Following up some remarks concerning Lawful Access

A few weeks ago I published some remarks I’d given on the risks of lawful access. I also tooted about them on Mastodon and Martin kindly referred to them on Bluesky (as I haven’t yet got around to signing up). I was pleased that this generated some interesting commentary and interaction. I think I replied to all those on Mastodon, but I thought I could collate the points here as a sort of follow-up for posterity, so here goes :)

Before I begin, I should repeat (perhaps more clearly) something I tried to note in the original:

• although it might not be possible to get everything you want,
• it might nonetheless be possible to get some way along the path to a useful compromise.

Emphasis there on might—it might also turn out to be impossible to do anything useful at all. But at the moment it seemed to me that we’re not even really trying because the discussion always degenerates into this must/can’t/must/can’t argument and never moves forwards. I think it’s also necessary to repeat (again, perhaps more clearly) that no system, whatever its design and implementation, will be perfect. But that doesn’t mean that a system that works as intended most of the time might not still be useful—though it might mean that, for some, the risks of an inevitably imperfect system in this domain are simply too great.

So—my characterisation of the points that I think were made and I replied to is as follows:¹

1. Adding features adds complexity and that creates vulnerabilities.

   But adding features always adds complexity and creates vulnerabilities.

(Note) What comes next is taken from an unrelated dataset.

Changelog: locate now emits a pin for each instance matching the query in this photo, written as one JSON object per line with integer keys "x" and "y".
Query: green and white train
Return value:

   It’s true that lawful access is a particularly powerful feature that operates without direct interaction with the user. But 0-click 0-days exist due to complexity that was added for other reasons—when the platform provider believes it worthwhile, they seem quite happy to take that risk. For example, as reported in January 2026 the addition of automatic audio transcription of SMS and RCS audio attachments gave rise to an exploit chain resulting in arbitrary kernel read/write.

2. A lawful access mechanism necessarily places requirements on clients.

   This is possibly true—but in what form exactly? And what are the consequences of that?

   If, for example, the requirement was placed on the platform provider (there are approximately two in the mobile space I think) then that might be enforceable in that the platform provider would have to comply. Perhaps this could even be enforced in the major app stores in ways similar to how Apple try to foce use of WebKit browsers in iOS.

   Of course, this can be worked around by developers and users happy enough to do the work. But maybe it’s still helpful to force bad actors off the major messaging platforms and onto more esoteric—and thus perhaps easier to spot, and maybe even sometimes less well-engineered—applications. As I cite in the original remarks, the Encrochat is among those that might be considered instructive here.

3. From a legal perspective it really matters which legal jurisdiction is the client currently in.

   I thought this was an interesting point that I really hadn’t thought of. And probably one for someone that knows something of the law rather than me! But off the top of my head and speaking through my hat, perhaps there are multiple points where this can be assessed? E.g., supposing some ledger-based system as per Martin’s proposal referenced in my original remarks, then maybe the platform could determine in which jurisdiction the device was at:

   • the point of installation and then, if it changed, at the point of use—perhaps informing the user in these cases; and
   • the point of a relevant warrant being accepted into the ledger or the moment when such a warrant was exercised—presumably not informing the user in these cases.²

I don’t know. I suspect this is a genuinely complicated problem to try and solve. But I still think it might be worth giving it some thought, at least until there’s a sufficiently articulated argument as to why it really is the case that absolutely nothing can or should be done here.